Voltou o cansaço mas esse ainda não se revela de rastos, pois nem sabe por onde começar. Voltar a pensar é fácil, recomeçar a caminhada é simples... Mas nunca me vi capaz de seguir o trilho que tinha delineado, ou acompanhar um pensamento por tempo ilimitado... Perco-me do caminho, abandono o que pensava... Caminho perdido, penso cansado. 

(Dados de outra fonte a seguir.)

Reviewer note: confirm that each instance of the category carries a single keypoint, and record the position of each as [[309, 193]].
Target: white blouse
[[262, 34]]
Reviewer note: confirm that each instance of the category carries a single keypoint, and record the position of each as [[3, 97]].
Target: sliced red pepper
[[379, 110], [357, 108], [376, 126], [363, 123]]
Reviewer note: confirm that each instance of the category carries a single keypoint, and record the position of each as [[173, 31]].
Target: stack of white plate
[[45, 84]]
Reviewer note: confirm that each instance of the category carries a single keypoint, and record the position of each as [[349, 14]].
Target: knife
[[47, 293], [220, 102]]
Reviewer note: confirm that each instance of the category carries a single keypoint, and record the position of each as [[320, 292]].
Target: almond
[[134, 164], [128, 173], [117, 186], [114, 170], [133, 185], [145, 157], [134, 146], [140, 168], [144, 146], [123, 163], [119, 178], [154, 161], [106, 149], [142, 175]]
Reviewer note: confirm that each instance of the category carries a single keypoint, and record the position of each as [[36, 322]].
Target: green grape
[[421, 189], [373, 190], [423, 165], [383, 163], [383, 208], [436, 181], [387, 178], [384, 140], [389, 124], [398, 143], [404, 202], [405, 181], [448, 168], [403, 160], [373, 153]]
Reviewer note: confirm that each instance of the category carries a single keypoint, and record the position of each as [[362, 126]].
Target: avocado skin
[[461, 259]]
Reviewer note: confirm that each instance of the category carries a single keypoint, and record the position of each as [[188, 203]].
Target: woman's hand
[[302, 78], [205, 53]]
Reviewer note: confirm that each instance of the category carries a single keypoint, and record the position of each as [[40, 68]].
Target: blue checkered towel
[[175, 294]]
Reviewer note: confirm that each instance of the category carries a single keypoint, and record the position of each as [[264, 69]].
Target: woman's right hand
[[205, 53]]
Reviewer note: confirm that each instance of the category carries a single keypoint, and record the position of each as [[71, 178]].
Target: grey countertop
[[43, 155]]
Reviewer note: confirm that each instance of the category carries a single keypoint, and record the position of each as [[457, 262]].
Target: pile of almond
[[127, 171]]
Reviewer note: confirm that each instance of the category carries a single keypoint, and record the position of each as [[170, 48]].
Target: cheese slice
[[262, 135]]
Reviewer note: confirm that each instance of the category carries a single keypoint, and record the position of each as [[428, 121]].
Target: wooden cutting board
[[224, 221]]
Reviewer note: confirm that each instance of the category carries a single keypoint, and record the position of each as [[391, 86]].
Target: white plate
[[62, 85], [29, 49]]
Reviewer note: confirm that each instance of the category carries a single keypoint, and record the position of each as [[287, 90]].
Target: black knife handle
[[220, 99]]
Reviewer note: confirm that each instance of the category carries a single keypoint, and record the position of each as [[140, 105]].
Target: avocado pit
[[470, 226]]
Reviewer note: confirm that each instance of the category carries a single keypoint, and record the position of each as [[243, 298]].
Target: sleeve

Mas no meio de tudo isso sentia algo, sabia que estava ali, que estava acordado... Agora, faço-me para abandonar este fardo, este vazio que quis meu mas que o quero apenas emprestado, cansei-me... Cansei-me de não estar cansado!

 

 

12.Nov.18

Eterno

Hoje observei as árvores,

As suas toscas formalidades

As suas folhas caídas, as mais resistentes num suspenso cansado,

E o pensamento que me atingiu foi o das suas idades.

 

Anciãs da natureza,  como as nascentes e as pedras,

Estas guardam sabedoria.

Nas árvores há vida, e há o tempo que a prolonga

E elucide que a existência só não predomina.

 

Num abraço ancestral o novo galho ramifica-se

E, das suas raízes, bebe o conhecimento da vida

Prologando assim o curso natural da própria natureza

Que é em existir plena.

 

O homem perdeu a sua linhagem

E o que perdurou foi a malícia...

Abandonou a sabedoria antiga por mera luxuria

Vendendo o passado pensando alcançar o futuro...

 

A árvore vive eterna nas mais antigas eternidades,

Pois o homem, assim como Júlio César, viu, veio e venceu...

Mas ficou sem nada.

Resta-nos uma vida assombrada, pelos fantasmas que deixámos ignorados...

 

O aperto que sentimos no peito

É a natureza a chamar-nos...

 

As árvores, são como a eterna saudade;

Ramificam-se, espalham-se, morrem e renascem

Tudo a partir das mesmas sementes

Em que foram criadas

 

05.Nov.18

Há mar

O quão aprendo que se torna em nada... Que quero fazer, onde quero ir? Pergunto-me tantas vezes que me esqueço de avançar. 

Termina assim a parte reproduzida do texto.